Who Is Your Redeemer?

December 15, 2016 | by: Dale Thiele | 0 Comments

Posted in: Pastoral Encouragement

The story of Ruth has one of the most heart-warming and fascinating endings of all the stories of the Bible. Ruth is married to Boaz and they have a son. But the story does not end by focusing on Ruth or Boaz or even the son; it concludes with attention on Naomi.

You may recall that chapter 1 focused on Naomi and her devastating losses… in a foreign land, husband dies, sons marry foreign women, barrenness for ten years, then her sons die. One tragedy after another leaving Naomi to exclaim, “I went away full, and the LORD has brought me back empty… the Almighty has brought calamity upon me” (1:21).

One of the main messages of Ruth is that God is faithful to his people even in the midst of tragedy. This is what the women of Bethlehem celebrate with Naomi after Obed is born. “Then the women said to Naomi, ‘Blessed be the LORD, who has not left you this day without a redeemer, and may his name be renowned in Israel! He shall be to you a restorer of life and a nourisher of your old age, for your daughter-in-law who loves you, who is more to you than seven sons, has given birth to him’” (Rut 4:14-15).

The Lord has not left you this day without a redeemer.

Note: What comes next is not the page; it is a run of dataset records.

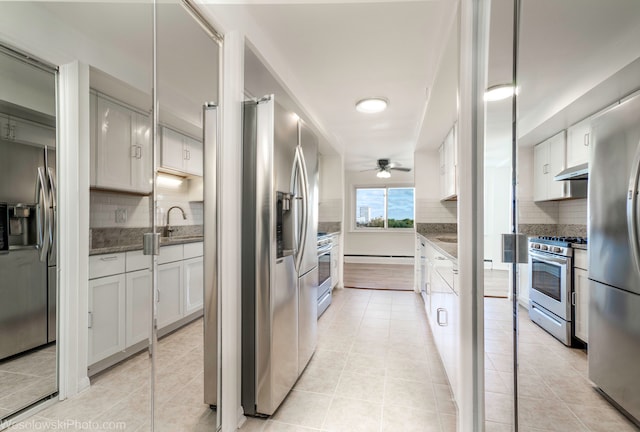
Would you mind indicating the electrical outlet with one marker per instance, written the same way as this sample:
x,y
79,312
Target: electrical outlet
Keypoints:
x,y
121,215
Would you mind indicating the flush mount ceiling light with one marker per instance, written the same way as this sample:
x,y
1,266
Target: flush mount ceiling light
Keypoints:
x,y
499,92
383,174
372,105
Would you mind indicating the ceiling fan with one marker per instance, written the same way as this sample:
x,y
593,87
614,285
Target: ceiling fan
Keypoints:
x,y
384,167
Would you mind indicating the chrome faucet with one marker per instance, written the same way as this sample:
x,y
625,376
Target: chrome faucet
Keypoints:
x,y
184,217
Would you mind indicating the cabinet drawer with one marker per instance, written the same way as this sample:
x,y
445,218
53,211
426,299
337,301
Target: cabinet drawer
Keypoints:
x,y
137,260
170,254
580,259
192,250
106,265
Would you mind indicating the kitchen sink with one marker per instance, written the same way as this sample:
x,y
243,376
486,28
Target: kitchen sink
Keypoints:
x,y
177,239
447,239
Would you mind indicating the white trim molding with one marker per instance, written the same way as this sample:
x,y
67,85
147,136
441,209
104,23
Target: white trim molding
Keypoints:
x,y
230,227
73,227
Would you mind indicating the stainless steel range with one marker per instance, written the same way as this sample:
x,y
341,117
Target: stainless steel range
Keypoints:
x,y
550,285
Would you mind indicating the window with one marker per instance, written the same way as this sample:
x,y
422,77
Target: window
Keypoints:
x,y
384,207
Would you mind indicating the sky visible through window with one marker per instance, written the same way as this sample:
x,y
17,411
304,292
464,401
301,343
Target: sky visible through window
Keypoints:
x,y
370,205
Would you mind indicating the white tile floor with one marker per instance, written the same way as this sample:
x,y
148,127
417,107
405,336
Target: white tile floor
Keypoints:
x,y
555,393
375,369
27,378
118,399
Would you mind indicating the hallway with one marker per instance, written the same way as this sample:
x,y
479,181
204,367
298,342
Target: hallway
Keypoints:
x,y
376,368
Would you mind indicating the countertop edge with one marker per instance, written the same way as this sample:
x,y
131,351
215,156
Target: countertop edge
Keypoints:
x,y
436,244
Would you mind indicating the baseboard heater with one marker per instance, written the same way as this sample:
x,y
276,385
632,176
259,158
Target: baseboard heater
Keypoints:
x,y
381,256
379,259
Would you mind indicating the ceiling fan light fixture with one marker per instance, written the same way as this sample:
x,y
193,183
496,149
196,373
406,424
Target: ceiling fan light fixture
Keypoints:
x,y
499,92
372,105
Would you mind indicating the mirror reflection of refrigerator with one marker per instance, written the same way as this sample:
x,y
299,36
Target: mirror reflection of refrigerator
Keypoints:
x,y
27,248
279,262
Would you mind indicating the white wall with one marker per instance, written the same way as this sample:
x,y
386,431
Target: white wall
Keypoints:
x,y
331,173
384,243
429,208
497,212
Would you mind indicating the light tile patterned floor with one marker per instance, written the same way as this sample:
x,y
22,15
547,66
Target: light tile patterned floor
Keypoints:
x,y
118,399
375,369
26,379
555,393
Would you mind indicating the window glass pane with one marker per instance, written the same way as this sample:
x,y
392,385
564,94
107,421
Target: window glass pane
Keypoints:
x,y
400,207
370,208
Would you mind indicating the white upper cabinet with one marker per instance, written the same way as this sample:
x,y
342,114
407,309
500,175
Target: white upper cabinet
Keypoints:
x,y
579,143
181,153
122,148
449,166
548,160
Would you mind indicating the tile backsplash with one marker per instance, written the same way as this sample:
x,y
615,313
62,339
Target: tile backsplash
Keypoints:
x,y
573,212
118,210
531,212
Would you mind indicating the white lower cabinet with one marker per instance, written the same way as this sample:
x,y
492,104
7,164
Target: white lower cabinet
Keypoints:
x,y
138,322
170,304
442,305
120,297
193,284
106,317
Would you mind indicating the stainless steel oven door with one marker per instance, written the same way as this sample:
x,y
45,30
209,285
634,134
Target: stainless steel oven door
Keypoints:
x,y
324,269
550,282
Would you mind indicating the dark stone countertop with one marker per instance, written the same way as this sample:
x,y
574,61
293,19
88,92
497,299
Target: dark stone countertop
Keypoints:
x,y
164,241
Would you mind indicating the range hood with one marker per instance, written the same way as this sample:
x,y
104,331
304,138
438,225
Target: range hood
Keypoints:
x,y
578,172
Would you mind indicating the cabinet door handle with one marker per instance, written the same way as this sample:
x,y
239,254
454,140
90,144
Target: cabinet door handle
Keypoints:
x,y
439,313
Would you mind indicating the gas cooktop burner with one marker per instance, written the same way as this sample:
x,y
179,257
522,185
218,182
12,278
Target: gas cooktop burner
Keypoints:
x,y
565,241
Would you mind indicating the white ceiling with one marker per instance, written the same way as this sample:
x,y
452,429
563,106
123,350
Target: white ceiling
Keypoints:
x,y
332,54
329,54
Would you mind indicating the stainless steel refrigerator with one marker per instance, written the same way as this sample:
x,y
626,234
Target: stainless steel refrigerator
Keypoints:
x,y
27,246
279,257
614,255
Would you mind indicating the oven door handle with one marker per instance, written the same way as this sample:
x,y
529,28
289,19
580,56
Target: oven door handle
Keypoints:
x,y
324,249
549,257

Who was Naomi’s redeemer? Surprisingly, these women celebrate Obed, to whom Ruth has given birth, as Naomi’s redeemer. Not Boaz. Not Ruth. Obed. How is a little baby “a restorer of life” and “a nourisher of your old age”? In a patriarchal society where a male descendent is necessary to maintain the inheritance, this son was Naomi’s redemption from destitution, poverty, and namelessness.

This little baby, of whom we know very little, is a beautiful foreshadow and parallel to another promised child. Another son was promised to be a restorer of life, not only to one widow in 1100 BC, but for the whole world. Isaiah captures this promise in a beautiful juxtaposition of darkness and light.

The people who walked in darkness have seen a great light; those who dwelt in a land of deep darkness, on them has light shined… For to us a child is born, to us a son is given; and the government shall be upon his shoulder, and his name shall be called Wonderful Counselor, Mighty God, Everlasting Father, Prince of Peace. Of the increase of his government and of peace there will be no end, on the throne of David and over his kingdom, to establish it and to uphold it with justice and with righteousness from this time forth and forevermore. The zeal of the LORD of hosts will do this. (Isa 9:2, 6-7)

Just like Naomi, we are those “people who walked in darkness.” But God has not left us in the darkness. A “great light” has shone for us. How? Why? “For to us a child is born, to us a son is given.” This promised child is a restorer of life and a nourisher of our old age. The story of Ruth points us to the truth that God has not left us this day without a redeemer. The story of Ruth points us to the son born for us. Jesus Christ. The story of Ruth is a foreshadow of the Christmas story.

Be encouraged this Christmas. No matter the darkness in which you walk, the Lord has not left you this day without a redeemer.